The exhibit's evolutionary theme is weakest in the section concerning the transition to gag-a-day strips. This was less an artistic development than a market movement towards cartoons more easily consumed. Scott Adams' Dilbert offers proof-positive that the shift to simple, iconic images is not necessarily a step forward. In interviews, Adams makes no claims to artistic talent; his lack is made painfully clear by this collection.
The sad thing is that Adams isn't alone. To compare the scrawlings of Gregg Evans (Luann) or Cathy Guisewite (Cathy) to the simple but so much more deft and vital compositions of Ernie Bushmiller (Nancy) or Chester Gould (Dick Tracy)—let alone the draftsmanship of Caniff or Alex Raymond (Flash Gordon)—is depressing. Not only are Evans and Guisewite unable to draw with any richness of expression, their very grasp of the medium is painfully limited. Again and again this exhibition reveals the subtlety and range of emotions that a short sequence of line illustrations can have; why are these qualities so rare in modern newspaper strips?

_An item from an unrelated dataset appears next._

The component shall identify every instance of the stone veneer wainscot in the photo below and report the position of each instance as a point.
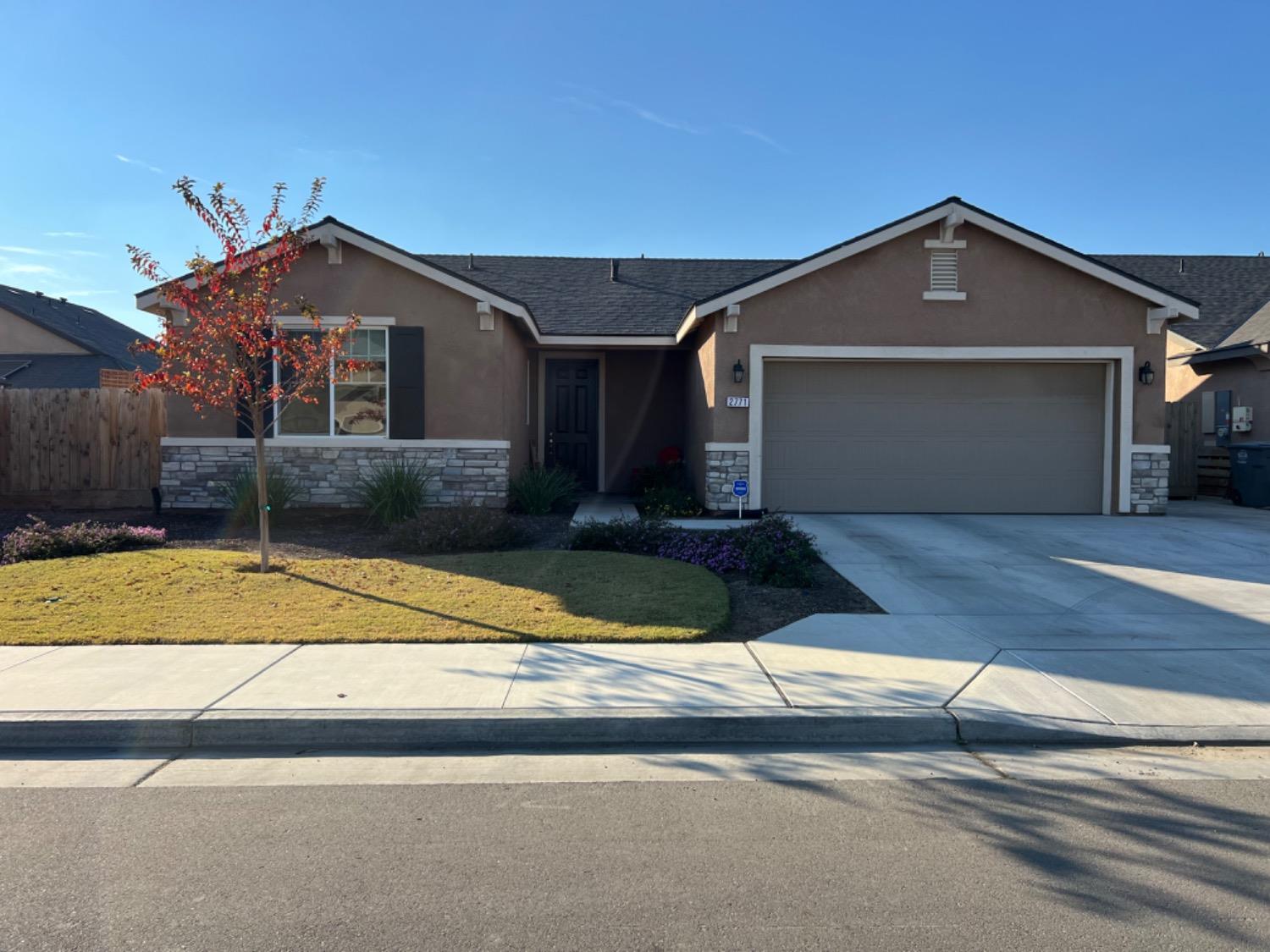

Though everyone will probably have their own quibbles with the specific ideas of "Children of the Yellow Kid"—after all, what's more subjective than your favorite comic strip?—the historical panorama offers wonderful opportunities to examine a vibrant American art form. As with any collection, it's the individual artists who make the show worth seeing. This one reveals a truly astounding range of work.